Contention is not binary, or, rather, its effects aren't binary. A lock that is ...

haberman · on Oct 9, 2013

> A lock that is held for 10 microseconds potentially causes a lot more contention than a CAS that takes a few nanos.

See, if you're trying to compare those two things, you're comparing a lot more than locking vs lock-free; you're comparing two completely different designs. All you can do with a single CAS is a very primitive operation like queue enqueue/dequeue, stack push/pop, set add/remove, etc. If you're holding a lock for 10us you're doing a whole lot more than that; you're doing something that isn't possible to do lock-free, and your design is inherently less concurrency-friendly.

If your experience comes from taking a coarse-grained mutex-heavy design in C++ and reimplementing it in Java with a design that communicates between threads only with lock-free data structures, then your results aren't indicative of locking vs. lock-free or C++ vs. Java.

If you really want to compare locks vs. lock-free apples-to-apples, then use data structures that have the same API as your lock-free data structures, but are implemented by taking a lock for a very short amount of time -- just enough time for the operation you would have performed lock-free.

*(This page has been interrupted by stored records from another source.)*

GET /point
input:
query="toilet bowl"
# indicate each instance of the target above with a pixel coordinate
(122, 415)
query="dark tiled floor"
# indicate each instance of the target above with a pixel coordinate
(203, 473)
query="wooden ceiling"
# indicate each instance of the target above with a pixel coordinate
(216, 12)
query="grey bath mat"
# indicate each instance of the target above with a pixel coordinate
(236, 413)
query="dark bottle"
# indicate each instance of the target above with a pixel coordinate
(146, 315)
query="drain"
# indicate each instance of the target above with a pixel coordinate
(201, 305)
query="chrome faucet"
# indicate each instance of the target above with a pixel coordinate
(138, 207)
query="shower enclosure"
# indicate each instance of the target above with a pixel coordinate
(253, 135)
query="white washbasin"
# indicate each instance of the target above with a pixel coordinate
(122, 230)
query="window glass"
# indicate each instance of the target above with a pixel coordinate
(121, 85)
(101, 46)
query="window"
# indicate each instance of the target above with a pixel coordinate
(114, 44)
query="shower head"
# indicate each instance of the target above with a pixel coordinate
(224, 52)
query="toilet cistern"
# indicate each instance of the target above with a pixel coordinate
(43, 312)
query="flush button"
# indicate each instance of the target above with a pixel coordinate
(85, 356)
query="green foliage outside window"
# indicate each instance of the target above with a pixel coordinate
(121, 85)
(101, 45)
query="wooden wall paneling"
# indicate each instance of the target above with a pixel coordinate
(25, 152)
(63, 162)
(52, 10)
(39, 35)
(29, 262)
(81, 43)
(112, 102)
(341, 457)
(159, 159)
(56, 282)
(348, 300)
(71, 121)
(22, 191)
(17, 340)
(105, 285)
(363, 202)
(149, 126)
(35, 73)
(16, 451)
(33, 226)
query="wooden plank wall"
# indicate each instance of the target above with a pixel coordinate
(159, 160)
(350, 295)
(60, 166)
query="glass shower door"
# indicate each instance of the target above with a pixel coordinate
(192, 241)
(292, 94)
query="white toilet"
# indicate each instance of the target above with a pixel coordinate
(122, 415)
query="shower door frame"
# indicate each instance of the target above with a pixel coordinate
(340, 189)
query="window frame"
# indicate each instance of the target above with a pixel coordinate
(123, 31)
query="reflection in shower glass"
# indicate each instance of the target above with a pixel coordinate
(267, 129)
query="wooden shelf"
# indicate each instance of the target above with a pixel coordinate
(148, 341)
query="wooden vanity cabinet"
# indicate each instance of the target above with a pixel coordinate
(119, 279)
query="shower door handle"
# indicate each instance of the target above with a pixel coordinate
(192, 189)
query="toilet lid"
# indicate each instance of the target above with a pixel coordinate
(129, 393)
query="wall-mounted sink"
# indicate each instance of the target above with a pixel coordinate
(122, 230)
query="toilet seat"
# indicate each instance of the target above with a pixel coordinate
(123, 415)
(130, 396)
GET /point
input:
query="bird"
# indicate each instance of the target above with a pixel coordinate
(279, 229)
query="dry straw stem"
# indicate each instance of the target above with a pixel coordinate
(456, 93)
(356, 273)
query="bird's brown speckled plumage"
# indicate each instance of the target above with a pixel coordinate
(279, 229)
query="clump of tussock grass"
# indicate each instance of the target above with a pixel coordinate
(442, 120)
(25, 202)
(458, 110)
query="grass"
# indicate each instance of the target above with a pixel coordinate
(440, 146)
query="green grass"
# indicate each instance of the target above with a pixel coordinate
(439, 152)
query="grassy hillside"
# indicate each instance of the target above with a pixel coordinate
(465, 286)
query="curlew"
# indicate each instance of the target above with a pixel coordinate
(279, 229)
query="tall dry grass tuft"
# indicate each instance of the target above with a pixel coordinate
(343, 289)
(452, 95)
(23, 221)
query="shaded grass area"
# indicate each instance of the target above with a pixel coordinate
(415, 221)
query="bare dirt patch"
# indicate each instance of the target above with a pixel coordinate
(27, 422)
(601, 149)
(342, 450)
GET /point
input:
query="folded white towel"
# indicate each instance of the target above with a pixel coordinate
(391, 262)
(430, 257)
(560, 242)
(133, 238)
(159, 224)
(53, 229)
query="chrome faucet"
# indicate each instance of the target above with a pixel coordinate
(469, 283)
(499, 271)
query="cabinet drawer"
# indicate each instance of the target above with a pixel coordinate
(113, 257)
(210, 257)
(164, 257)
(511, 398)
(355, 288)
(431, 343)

And if you want to compare C++ vs. Java, use an equally concurrency-friendly design with both. If you're using high-performance lock-free data structures in Java, use the same in C++, since they are available in both. The memory management complications can be confined to the container library; at the application level exclusive ownership of objects can be passed from thread to thread.

pron · on Oct 9, 2013

Obviously. But lock-free data structures in C++ are not as good as their Java counterparts (because of GC), and besides, most lock-free DS are often implemented in C++ several years after they're implemented in Java, if at all.

For example, Java's nonblocking hash map (by Cliff Click) is still not available for C++, 6 years after its release. There are a few very limited/half baked implementations, but nothing "canonical" (and nothing so thoroughly researched, optimized and used).

BTW, part of the reason is that the world's leading low-level concurrency researchers and implementers (Doug Lea, Nir Shavit and others) do most of their work in Java (most of my own work is designing non-blocking data structures, BTW; not that I'm comparing myself to Lea or Shavit in any way).

To get a sense for the quality of Java data structure implementations, I strongly suggest you watch this talk by Doug Lea: https://www.youtube.com/watch?v=sq0MX3fHkro

His work is incredible. Even if you don't use Java, there is so much to learn in the talk. One of the coolest things there (which I already hinted at), is how to spin properly on modern Intel processors.

haberman · on Oct 9, 2013

I appreciate the link to the talk, I learned a lot. It just reinforces my beliefs though; so much of the talk is about having to work around the idiosyncrasies of the JVM. Quotes from the talk:

4:15 "The main moral of this talk is that things are never what they seem, and they are increasingly not even close to what they seem as we have more and more layers and systems. So there's you on top of core libraries who live on top of JVMs, and the reason I know all the JVM folks so much is because I yell at them pretty much all the time."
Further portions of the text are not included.